Laut Pacheco sind die sozialen Netzwerke zu einem „völlig rechtsfreien Raum“ geworden, in dem kriminelle Inhalte verbreitet werden können, um die Zahl der Nutzer und damit den Gewinn zu erhöhen. „In dieser Geschichte geht es nur noch um Profit, um die Suche nach Geld. Es ist ein wahlloses, unethisches und kriminelles Streben nach Profit“. Pacheco vertrat die Ansicht, dass die sozialen Netzwerke aufgrund ihres Einflusses auf die Gesellschaft eine staatsbürgerliche Rolle spielen sollten, was einen verantwortungsvollen Umgang mit den von ihnen verbreiteten Inhalten voraussetzt. „Die digitalen Plattformen müssen eine staatsbürgerliche Rolle spielen, indem sie nicht zulassen, dass in diesem Umfeld alles erlaubt ist, so dass die Menschen mitmachen und somit mehr Gewinn für die digitalen Plattformen generieren. Ich hoffe, dass sich die Kammer weiterentwickeln kann, damit wir ein Gesetz, ein Bundesgesetz, bekommen“, bekräftigte der Senator.
Rechenschaftspflicht der Netzwerke
Die jüngste Fassung der von Orlando Silva im Plenum eingebrachten Stellungnahme sieht vor, dass Plattformen für von Nutzern veröffentlichte strafbare Inhalte zivilrechtlich haftbar gemacht werden können, sofern nachgewiesen wird, dass das Unternehmen Risiken ignoriert und auf Moderationsmechanismen verzichtet hat. Die Haftung gilt auch, wenn kriminelle Inhalte über bezahlte Boosting- und Werbetools veröffentlicht werden. Die Maßnahmen ändern den brasilianischen Zivilrechtsrahmen für das Internet, der vorsieht, dass Internetdienstanbieter nur dann haftbar gemacht werden können, wenn sie es nach einer gerichtlichen Anordnung versäumen, kriminelle Inhalte zu entfernen.
Sorgfaltspflicht
Dem Text zufolge müssen Unternehmen ein Protokoll zur Analyse von Risiken im Zusammenhang mit Plattformen und ihren Algorithmen erstellen. Diese Bewertung sollte sich beispielsweise auf die Verbreitung von Inhalten beziehen, die gegen die demokratische Rechtsstaatlichkeit verstoßen, sowie auf vorurteilsbehaftete Veröffentlichungen. Auf der Grundlage dieser Analyse müssen die Unternehmen Maßnahmen ergreifen, um die Risiken zu mindern. Der Gesetzentwurf sieht auch die so genannte „Sorgfaltspflicht“ vor, bei deren Nichtbeachtung die Plattform haftbar gemacht werden kann. Der Mechanismus sieht vor, dass die Anbieter „sorgfältig“ handeln müssen, um illegale Inhalte auf den Plattformen zu verhindern oder zu entschärfen.

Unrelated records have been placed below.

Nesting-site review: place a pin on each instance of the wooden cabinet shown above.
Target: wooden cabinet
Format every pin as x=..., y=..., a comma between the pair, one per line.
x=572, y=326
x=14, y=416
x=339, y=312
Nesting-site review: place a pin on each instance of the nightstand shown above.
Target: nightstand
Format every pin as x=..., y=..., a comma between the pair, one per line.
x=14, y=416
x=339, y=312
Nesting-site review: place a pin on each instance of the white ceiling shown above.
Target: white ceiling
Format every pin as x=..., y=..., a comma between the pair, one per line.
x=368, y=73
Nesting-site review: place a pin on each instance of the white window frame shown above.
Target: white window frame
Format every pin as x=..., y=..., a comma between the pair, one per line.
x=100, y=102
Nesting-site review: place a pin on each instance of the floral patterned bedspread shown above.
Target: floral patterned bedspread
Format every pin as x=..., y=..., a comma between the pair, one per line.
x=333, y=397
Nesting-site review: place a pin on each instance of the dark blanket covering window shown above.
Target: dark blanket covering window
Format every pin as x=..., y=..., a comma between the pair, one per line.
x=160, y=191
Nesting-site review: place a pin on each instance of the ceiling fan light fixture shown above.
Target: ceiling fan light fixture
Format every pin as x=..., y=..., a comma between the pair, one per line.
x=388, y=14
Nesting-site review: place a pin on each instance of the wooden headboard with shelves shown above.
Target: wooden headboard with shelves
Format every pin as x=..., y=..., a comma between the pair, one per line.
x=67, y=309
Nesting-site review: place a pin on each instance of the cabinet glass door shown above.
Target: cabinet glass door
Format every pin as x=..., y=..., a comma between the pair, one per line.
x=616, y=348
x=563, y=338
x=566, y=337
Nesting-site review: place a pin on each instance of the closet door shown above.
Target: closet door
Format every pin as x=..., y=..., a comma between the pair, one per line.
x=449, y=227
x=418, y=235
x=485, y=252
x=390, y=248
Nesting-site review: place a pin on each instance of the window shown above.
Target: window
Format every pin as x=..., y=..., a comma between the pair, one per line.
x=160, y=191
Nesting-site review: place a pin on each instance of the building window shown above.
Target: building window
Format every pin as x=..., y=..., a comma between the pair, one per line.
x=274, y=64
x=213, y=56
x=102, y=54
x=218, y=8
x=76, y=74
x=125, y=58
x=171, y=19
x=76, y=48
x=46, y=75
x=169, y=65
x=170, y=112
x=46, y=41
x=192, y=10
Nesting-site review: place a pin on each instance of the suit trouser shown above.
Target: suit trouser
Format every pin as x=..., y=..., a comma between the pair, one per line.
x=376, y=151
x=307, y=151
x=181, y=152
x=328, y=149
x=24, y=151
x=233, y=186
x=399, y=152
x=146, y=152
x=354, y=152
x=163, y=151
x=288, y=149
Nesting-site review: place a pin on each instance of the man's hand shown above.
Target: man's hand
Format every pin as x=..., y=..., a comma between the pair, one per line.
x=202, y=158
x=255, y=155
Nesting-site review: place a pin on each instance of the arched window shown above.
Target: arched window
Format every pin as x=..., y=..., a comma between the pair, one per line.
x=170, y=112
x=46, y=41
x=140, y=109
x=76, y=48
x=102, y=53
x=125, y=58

Die Nachlässigkeit des Unternehmens oder das Erkennen von Risiken kann zur Eröffnung eines Sicherheitsprotokolls führen. Mit dem Start des Verfahrens könnten Plattformen für Versäumnisse bei Nutzerbeschwerden gegen kriminelle Inhalte in sozialen Netzwerken zur Verantwortung gezogen werden. Auch die Moderation von Inhalten ist in dem Gesetzentwurf vorgesehen. Dem Text zufolge muss das Verfahren den „Grundsätzen der Notwendigkeit, der Verhältnismäßigkeit und der Nichtdiskriminierung“ entsprechen. Außerdem wird festgelegt, dass Entscheidungen über Veröffentlichungen den Nutzern unter Angabe der Gründe für die Maßnahme und der Rechtsmittelmechanismen mitgeteilt werden müssen.
Gerichtliche Entscheidungen
Der Vorschlag sieht vor, dass digitale Plattformen gerichtlichen Entscheidungen zur Löschung strafbarer Inhalte innerhalb von 24 Stunden nachkommen müssen. Die Nichteinhaltung kann mit einer Geldstrafe von bis zu 200.000 US-Dollar pro Stunde geahndet werden, die sich verdreifachen kann, wenn der Inhalt durch bezahlte Mittel aufgewertet wurde. Die entfernten Beiträge und die Zugangsdaten des Nutzers, der für den Inhalt verantwortlich ist, müssen sechs Monate lang gespeichert werden. Dem Text zufolge muss die Plattform Beweise für eine Bedrohung des Lebens einer Person den Behörden melden.